In my previous life as a Support manager for a global software publisher, that would have MANDATED a study on the effects and a UAT before deployment to the production branch
IMHO that is comparing apples and bananas. One the one hand a global software publisher with a full-time paid team and here an open-source project mostly driven by spare-time devs (very few at that when looking at the frontend specifically).
I get the point that this was a somewhat disruptive move and in the future might be handled differently, but you already mentioned the “pain” that trying to support various additional different parallel implementations (via different config checkboxes) would introduce and the maintenance burden that always comes with those.
Reg. more upfront communication (also mentioned by @maxym): Who should handle that? The already limited devs? Not really realistic for the project currently as far as I see it.
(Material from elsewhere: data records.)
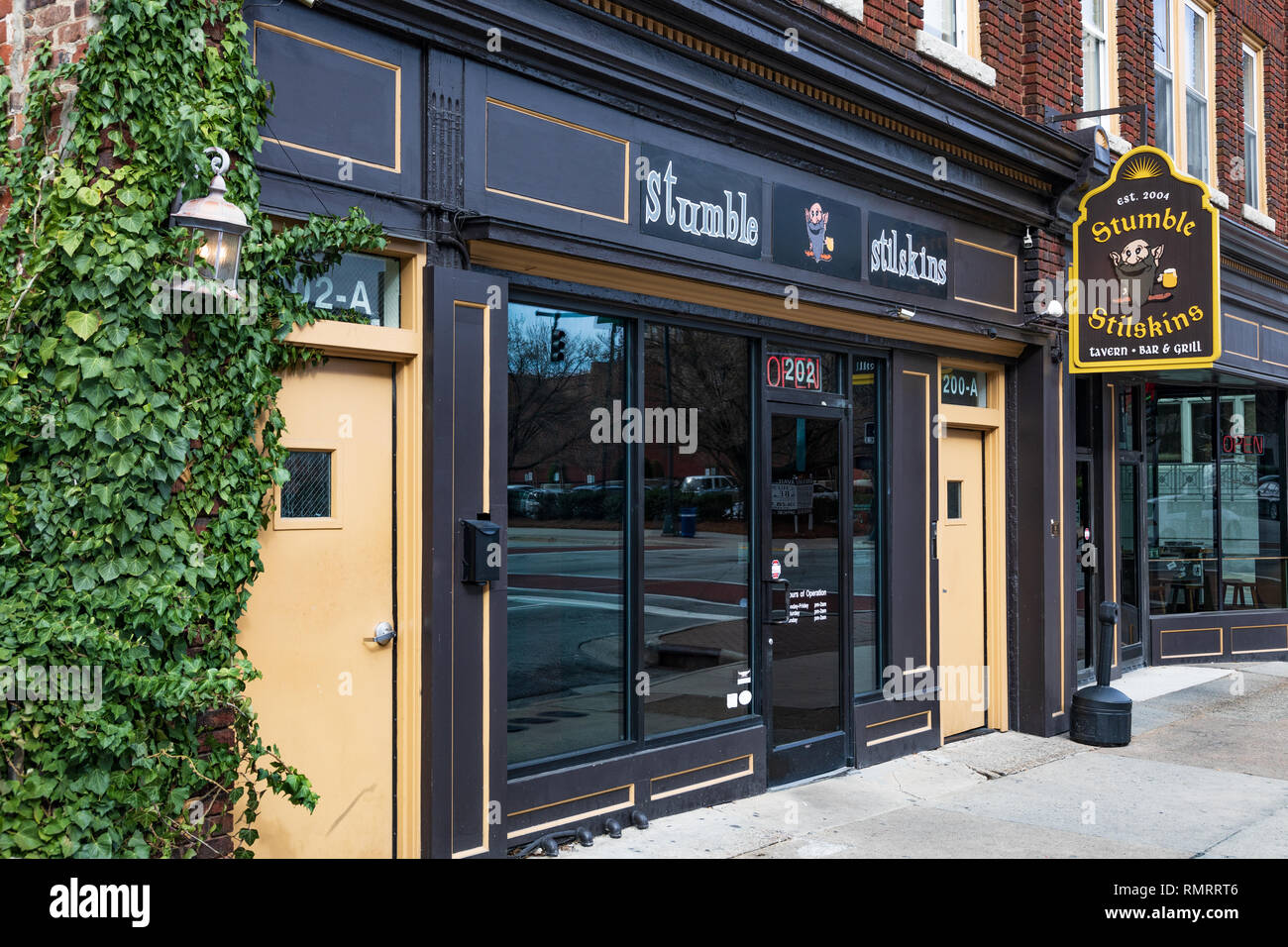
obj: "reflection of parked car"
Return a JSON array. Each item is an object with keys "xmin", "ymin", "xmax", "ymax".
[
  {"xmin": 1145, "ymin": 493, "xmax": 1244, "ymax": 552},
  {"xmin": 505, "ymin": 483, "xmax": 540, "ymax": 517},
  {"xmin": 680, "ymin": 474, "xmax": 738, "ymax": 493}
]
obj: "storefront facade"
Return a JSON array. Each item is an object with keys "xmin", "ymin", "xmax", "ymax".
[
  {"xmin": 1073, "ymin": 219, "xmax": 1288, "ymax": 681},
  {"xmin": 234, "ymin": 0, "xmax": 1097, "ymax": 857}
]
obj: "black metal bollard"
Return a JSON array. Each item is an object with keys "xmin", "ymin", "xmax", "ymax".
[{"xmin": 1069, "ymin": 601, "xmax": 1130, "ymax": 746}]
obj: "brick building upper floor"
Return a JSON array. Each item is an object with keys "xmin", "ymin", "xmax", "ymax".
[{"xmin": 790, "ymin": 0, "xmax": 1288, "ymax": 249}]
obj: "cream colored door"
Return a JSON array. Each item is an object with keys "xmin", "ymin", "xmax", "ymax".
[
  {"xmin": 241, "ymin": 359, "xmax": 396, "ymax": 858},
  {"xmin": 939, "ymin": 428, "xmax": 988, "ymax": 737}
]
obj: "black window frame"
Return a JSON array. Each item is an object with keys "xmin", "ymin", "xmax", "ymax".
[
  {"xmin": 506, "ymin": 284, "xmax": 892, "ymax": 780},
  {"xmin": 1140, "ymin": 381, "xmax": 1288, "ymax": 620}
]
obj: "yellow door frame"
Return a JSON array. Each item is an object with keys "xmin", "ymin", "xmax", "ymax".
[
  {"xmin": 286, "ymin": 237, "xmax": 428, "ymax": 858},
  {"xmin": 934, "ymin": 359, "xmax": 1010, "ymax": 742}
]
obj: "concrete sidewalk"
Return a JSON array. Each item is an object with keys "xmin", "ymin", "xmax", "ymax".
[{"xmin": 562, "ymin": 663, "xmax": 1288, "ymax": 858}]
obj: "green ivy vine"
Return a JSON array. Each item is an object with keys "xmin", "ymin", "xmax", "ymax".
[{"xmin": 0, "ymin": 0, "xmax": 383, "ymax": 857}]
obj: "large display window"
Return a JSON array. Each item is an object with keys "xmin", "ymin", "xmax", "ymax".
[{"xmin": 1145, "ymin": 384, "xmax": 1288, "ymax": 614}]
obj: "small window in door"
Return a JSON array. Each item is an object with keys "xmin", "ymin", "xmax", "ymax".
[
  {"xmin": 282, "ymin": 451, "xmax": 331, "ymax": 519},
  {"xmin": 948, "ymin": 480, "xmax": 962, "ymax": 519}
]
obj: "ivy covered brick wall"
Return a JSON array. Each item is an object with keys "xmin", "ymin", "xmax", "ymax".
[{"xmin": 0, "ymin": 0, "xmax": 382, "ymax": 857}]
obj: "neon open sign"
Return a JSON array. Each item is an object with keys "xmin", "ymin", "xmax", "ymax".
[
  {"xmin": 765, "ymin": 355, "xmax": 823, "ymax": 391},
  {"xmin": 1221, "ymin": 434, "xmax": 1266, "ymax": 456}
]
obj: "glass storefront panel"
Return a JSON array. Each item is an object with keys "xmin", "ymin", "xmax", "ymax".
[
  {"xmin": 1118, "ymin": 464, "xmax": 1140, "ymax": 646},
  {"xmin": 1220, "ymin": 390, "xmax": 1288, "ymax": 608},
  {"xmin": 506, "ymin": 304, "xmax": 628, "ymax": 764},
  {"xmin": 1145, "ymin": 385, "xmax": 1288, "ymax": 614},
  {"xmin": 1145, "ymin": 385, "xmax": 1219, "ymax": 613},
  {"xmin": 850, "ymin": 359, "xmax": 885, "ymax": 694},
  {"xmin": 769, "ymin": 414, "xmax": 845, "ymax": 746},
  {"xmin": 644, "ymin": 325, "xmax": 752, "ymax": 737}
]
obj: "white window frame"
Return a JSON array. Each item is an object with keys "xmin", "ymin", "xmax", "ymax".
[
  {"xmin": 1239, "ymin": 39, "xmax": 1266, "ymax": 213},
  {"xmin": 1078, "ymin": 0, "xmax": 1118, "ymax": 134},
  {"xmin": 917, "ymin": 0, "xmax": 997, "ymax": 86},
  {"xmin": 1154, "ymin": 0, "xmax": 1216, "ymax": 187}
]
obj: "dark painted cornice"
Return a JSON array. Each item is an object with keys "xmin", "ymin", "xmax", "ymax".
[
  {"xmin": 623, "ymin": 0, "xmax": 1087, "ymax": 183},
  {"xmin": 303, "ymin": 0, "xmax": 1087, "ymax": 230}
]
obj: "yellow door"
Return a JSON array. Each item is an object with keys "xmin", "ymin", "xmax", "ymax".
[
  {"xmin": 939, "ymin": 428, "xmax": 988, "ymax": 737},
  {"xmin": 241, "ymin": 359, "xmax": 395, "ymax": 858}
]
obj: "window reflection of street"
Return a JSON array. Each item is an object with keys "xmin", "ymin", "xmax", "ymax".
[
  {"xmin": 770, "ymin": 415, "xmax": 841, "ymax": 746},
  {"xmin": 644, "ymin": 325, "xmax": 751, "ymax": 737},
  {"xmin": 506, "ymin": 305, "xmax": 626, "ymax": 764}
]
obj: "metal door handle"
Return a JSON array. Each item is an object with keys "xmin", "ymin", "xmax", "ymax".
[{"xmin": 765, "ymin": 579, "xmax": 793, "ymax": 626}]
Looking at it from my purely personal point of view as an frontend developer in this project: I am already investing my spare time to e.g. fix frontend bugs (mostly ones that do not even impact my HA setup). I cannot see myself on top writing blog posts or forum posts about upcoming changes / fixes. Then many things would simply not get changed / fixed anymore.
Also the release notes are available a week before a new release in a draft version once the beta hits, so then people not following the development process, can already get a heads-up.
Once again, I understand where you are coming from, but I fear there is a lot of wishful thinking in that comparison.